The first clue that they had mistaken my age was when they started me at the lowest class, a group composed mostly of girls aged 6-12. One day Matt, my main instructor, overhead me talking to one of the 9-year olds about math. She was complaining about having to do an entire multiplication sheet for homework, and I told her I’d trade my Pre-Cal for her math sheet any day. Matt was confused as to why I was taking such a high level math class, so I told him that juniors in high school typically take Pre-Cal. Incredulous, he asked me how old I was.
Apparently, he thought I was 14. He went on to ask all the instructors that passed by if they knew how old I was, and all their answers ranged from 12-14, which was doubly insulting, because I felt like I had communicated with them as if they were my peers. When you’re baby faced though, even if you present yourself with a mature air, people still assume you’re younger.
All the queried instructors were surprised to find out my real age, but none of them reacted as obnoxiously as Matt. It was so embarrassing. My advice: Don’t wear your hair up unless you want to be mistaken as a middle schooler.
People Think You’re a Liar
This is one I will never understand.
If you have a baby face, sometimes when you tell people your age, they’ll insist that you prove it with a driver’s license, or they’ll demand verbal confirmation from someone that looks more credible.
It’s as if they don’t trust you to know how long you have been alive.
And let me be clear—I rarely do anything that would incentivize me to lie about my age. I’m under 21, but I’m not trying to sneak into nightclubs or bars, I’m literally just trying to live.
For example, I had to park downtown for the Susan G. Komen Breast Cancer Walk, and I chose to valet park since everyone and their mother was downtown that day. Parking was a nightmare. When I went to pick up my car afterwards at the valet booth, I waited patiently while the valet talked to some other employees, thinking I wasn’t there to pick up a car or anything.
He finally asked if I needed help. I handed him my valet number and said I was there to pick up my car (obviously).
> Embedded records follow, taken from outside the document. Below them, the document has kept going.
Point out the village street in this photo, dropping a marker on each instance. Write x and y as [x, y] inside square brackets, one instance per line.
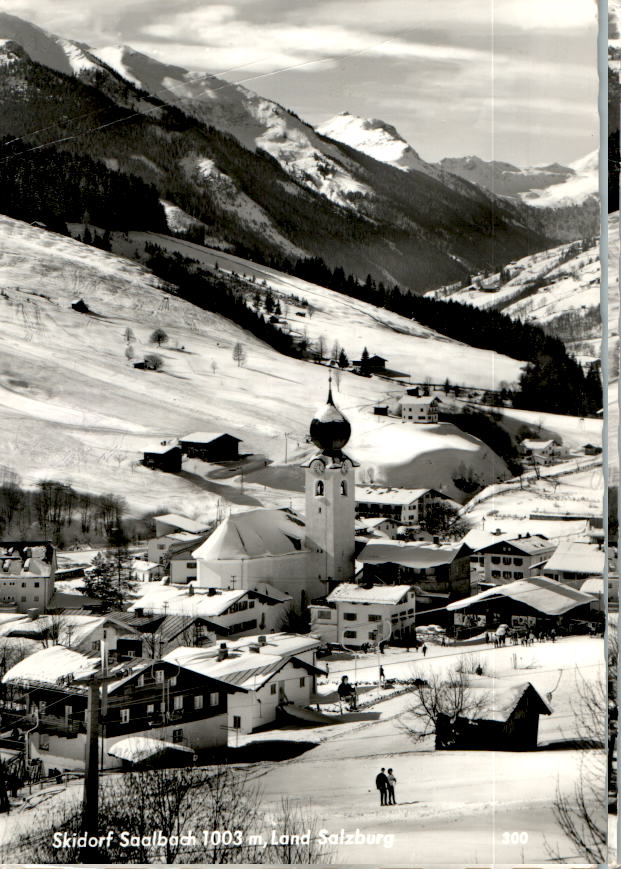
[448, 802]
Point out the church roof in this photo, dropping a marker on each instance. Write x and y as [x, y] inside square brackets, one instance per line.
[253, 534]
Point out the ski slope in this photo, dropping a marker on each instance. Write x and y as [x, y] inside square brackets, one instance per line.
[72, 407]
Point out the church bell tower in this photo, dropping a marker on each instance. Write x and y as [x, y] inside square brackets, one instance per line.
[330, 497]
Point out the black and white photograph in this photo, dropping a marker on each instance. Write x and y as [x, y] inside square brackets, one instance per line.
[267, 595]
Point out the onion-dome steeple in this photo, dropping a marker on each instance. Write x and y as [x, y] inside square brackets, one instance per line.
[329, 429]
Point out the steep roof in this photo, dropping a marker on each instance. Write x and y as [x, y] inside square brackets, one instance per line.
[252, 534]
[546, 595]
[576, 557]
[416, 554]
[51, 666]
[206, 437]
[349, 592]
[389, 495]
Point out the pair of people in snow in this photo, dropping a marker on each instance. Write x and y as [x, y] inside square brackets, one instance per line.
[385, 783]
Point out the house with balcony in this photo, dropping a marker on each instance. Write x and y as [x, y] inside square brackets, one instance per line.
[268, 671]
[157, 699]
[507, 560]
[353, 615]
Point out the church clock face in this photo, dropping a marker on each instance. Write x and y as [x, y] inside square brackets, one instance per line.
[317, 468]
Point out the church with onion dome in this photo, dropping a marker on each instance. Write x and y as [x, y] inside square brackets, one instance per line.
[267, 546]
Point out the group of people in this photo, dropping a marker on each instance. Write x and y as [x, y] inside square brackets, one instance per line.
[385, 782]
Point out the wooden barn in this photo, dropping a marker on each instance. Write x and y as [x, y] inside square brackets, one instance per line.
[500, 719]
[210, 446]
[163, 457]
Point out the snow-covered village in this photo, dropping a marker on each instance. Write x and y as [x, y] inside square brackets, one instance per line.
[303, 549]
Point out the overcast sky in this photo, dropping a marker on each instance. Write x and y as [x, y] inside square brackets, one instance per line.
[512, 80]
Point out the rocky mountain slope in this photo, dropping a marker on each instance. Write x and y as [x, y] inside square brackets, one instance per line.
[250, 172]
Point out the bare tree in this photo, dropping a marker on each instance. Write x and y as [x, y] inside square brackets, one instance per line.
[438, 703]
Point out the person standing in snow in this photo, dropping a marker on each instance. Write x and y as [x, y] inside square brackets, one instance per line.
[392, 781]
[381, 783]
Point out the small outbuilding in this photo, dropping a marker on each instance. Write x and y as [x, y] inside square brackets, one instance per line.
[210, 446]
[497, 719]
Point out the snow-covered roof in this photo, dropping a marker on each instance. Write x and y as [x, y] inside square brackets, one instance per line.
[531, 444]
[375, 495]
[576, 557]
[160, 448]
[206, 437]
[252, 534]
[139, 748]
[410, 554]
[181, 522]
[529, 544]
[546, 595]
[349, 592]
[51, 666]
[170, 600]
[497, 702]
[248, 670]
[139, 564]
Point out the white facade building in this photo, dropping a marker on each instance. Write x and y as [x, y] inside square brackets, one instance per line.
[353, 614]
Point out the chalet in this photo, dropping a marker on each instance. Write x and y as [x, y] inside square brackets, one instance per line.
[536, 602]
[405, 506]
[422, 409]
[153, 699]
[227, 612]
[163, 457]
[434, 567]
[501, 719]
[542, 452]
[506, 560]
[27, 574]
[373, 364]
[573, 562]
[354, 614]
[378, 526]
[267, 671]
[210, 446]
[171, 530]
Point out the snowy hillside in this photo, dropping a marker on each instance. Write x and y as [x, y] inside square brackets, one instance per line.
[72, 407]
[377, 139]
[559, 289]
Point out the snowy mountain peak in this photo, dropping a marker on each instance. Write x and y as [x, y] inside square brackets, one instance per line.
[376, 138]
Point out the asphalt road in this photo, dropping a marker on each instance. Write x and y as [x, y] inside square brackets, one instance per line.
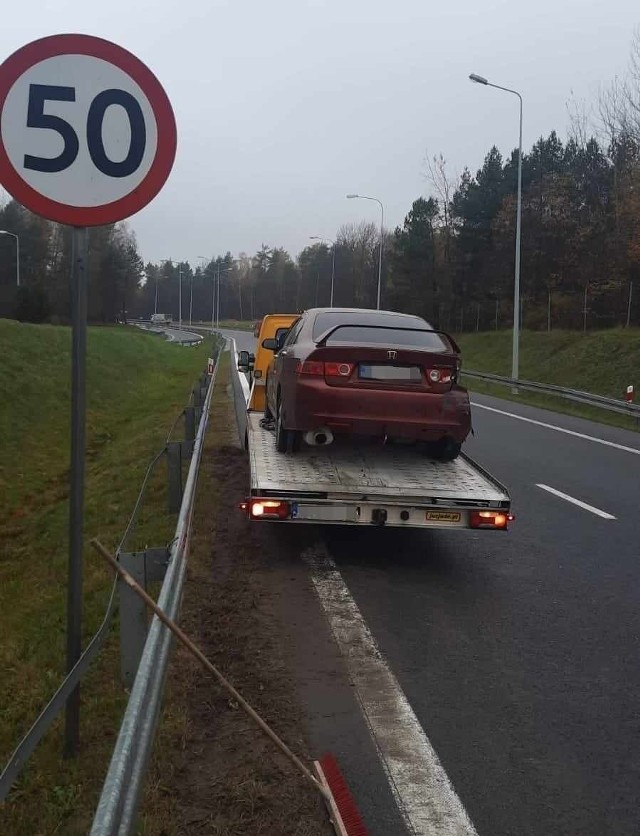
[517, 652]
[245, 341]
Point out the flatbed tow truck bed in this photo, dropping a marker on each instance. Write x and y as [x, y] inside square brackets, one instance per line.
[347, 483]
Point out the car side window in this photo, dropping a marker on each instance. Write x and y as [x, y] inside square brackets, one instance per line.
[293, 333]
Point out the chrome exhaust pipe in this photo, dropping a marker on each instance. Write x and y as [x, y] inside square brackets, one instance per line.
[319, 438]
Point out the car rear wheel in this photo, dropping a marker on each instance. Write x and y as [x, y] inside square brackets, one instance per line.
[287, 441]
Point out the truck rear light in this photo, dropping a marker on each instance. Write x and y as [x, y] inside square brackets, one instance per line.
[490, 519]
[269, 509]
[312, 367]
[338, 369]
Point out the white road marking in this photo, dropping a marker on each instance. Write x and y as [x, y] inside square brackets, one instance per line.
[424, 795]
[578, 502]
[634, 450]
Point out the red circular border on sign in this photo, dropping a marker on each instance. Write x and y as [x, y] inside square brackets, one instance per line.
[37, 51]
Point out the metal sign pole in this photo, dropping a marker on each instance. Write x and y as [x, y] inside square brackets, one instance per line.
[79, 281]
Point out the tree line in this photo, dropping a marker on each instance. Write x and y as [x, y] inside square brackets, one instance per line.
[451, 261]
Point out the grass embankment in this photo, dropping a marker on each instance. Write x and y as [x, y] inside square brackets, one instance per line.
[213, 771]
[600, 362]
[136, 385]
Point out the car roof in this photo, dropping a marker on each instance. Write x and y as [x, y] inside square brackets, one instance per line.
[316, 311]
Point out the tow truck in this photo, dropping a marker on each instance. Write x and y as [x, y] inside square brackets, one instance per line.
[349, 483]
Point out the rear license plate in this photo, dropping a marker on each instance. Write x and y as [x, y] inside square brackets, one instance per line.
[443, 516]
[406, 373]
[327, 513]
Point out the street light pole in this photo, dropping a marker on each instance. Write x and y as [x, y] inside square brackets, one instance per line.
[515, 358]
[364, 197]
[333, 261]
[13, 235]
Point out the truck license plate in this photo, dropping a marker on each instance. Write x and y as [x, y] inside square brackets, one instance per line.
[443, 516]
He looked at the number then back at me and asked if I was even old enough to drive. You don’t understand how angry this made me. I was exhausted from walking around the city all day, and he thought I was pulling his leg. I told him I was 18 and really just wanted my car back. He had to look at my license really hard before calling someone to bring my car around. As if I had to mention it, yes, I had my hair up in a ponytail. I don’t make this stuff up.